The mechanisms responsible for increased DM-related CVD mortality and morbidity are multifactorial, and the ones involving autonomic dysfunction are worthy of consideration. Cardiovascular autonomic dysfunction, e.g. decreases in both heart rate variability and arterial baroreflex sensitivity, is a common complication of T2DM, and generally associated with a high mortality of patients with DM (Chen et al., 2001; Miller et al., 1999; Sanya et al., 2003; Takahashi et al., 2004). For example, increased mortality in DM patients with left ventricular dysfunction and heart failure can be partly attributed to autonomic dysfunction.

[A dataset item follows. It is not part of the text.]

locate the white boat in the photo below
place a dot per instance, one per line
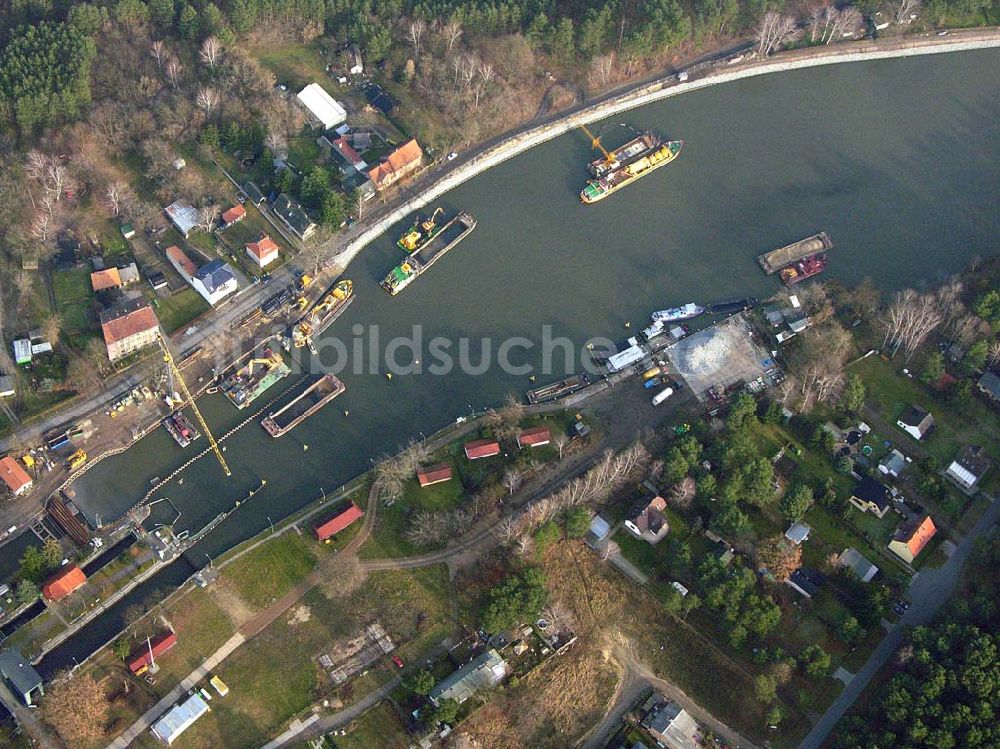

Autonomic dysfunction lowers the threshold for life-threatening arrhythmias and increases the risk of hemodynamic instability (Grundy et al., 2002).
Concluding remarks
On the basis of the above discussion, we can conclude that DM, acting as an endogenous stressor, influences the HPA axis and, as a result, increases glucocorticoid levels. Increased glucocorticoid levels decrease BDNF levels. This pattern of increased glucocorticoid and deceased BDNF induces decreased neuroplasticity, which is manifested as depression, AD and DN. Decreased neuroplasticity may influence the autonomic nervous system both directly and through the HPA axis and the hippocampus, and lead to CVD. Depression, AD and DN are, in fact, closely related to CVD (Zheng et al., 2013b; Vinik and Ziegler, 2007). Figure 1 presents an integrative pathophysiological model showing the possible association between DM and CVD together with the involvement, in this association, of neuroplasticity. This model is not intended to be complete or all-encompassing, but rather to highlight and connect certain interesting evidence pointing to this association. Furthermore, DM may induce CVD by other mechanisms, which are not discussed in this paper.
Figure 1.
An integrative pathophysiological model associating DM with neuroplasticity and CVD. Decreased neuroplasticity plays a role in the pathogenesis of the coexistence between DM and CVD.
Abbreviations: DM=diabetes mellitus; HPA=hypothalamus-pituitary-adrenal; BDNF=brain-derived neurotrophic factor; AD=Alzheimer’s disease; DN=diabetic neuropathy; CVD=cardiovascular disease.
Increased neuroplasticity cannot lead to β-cell regeneration after apoptosis. However, increased neuroplasticity may protect against DM-induced CVD. For example, exercise, which can increase neuroplasticity, may be beneficial for patients with DM and CVD (Patel and Zheng, 2012; Davidson, 2012).
There are some common factors, such as microRNA-132, which may play roles in both neuroplasticity and cardiovascular function (Zheng et al., 2013a). The factors and mechanisms involved in DM, neuroplasticity and CVD could be a promising field for further study.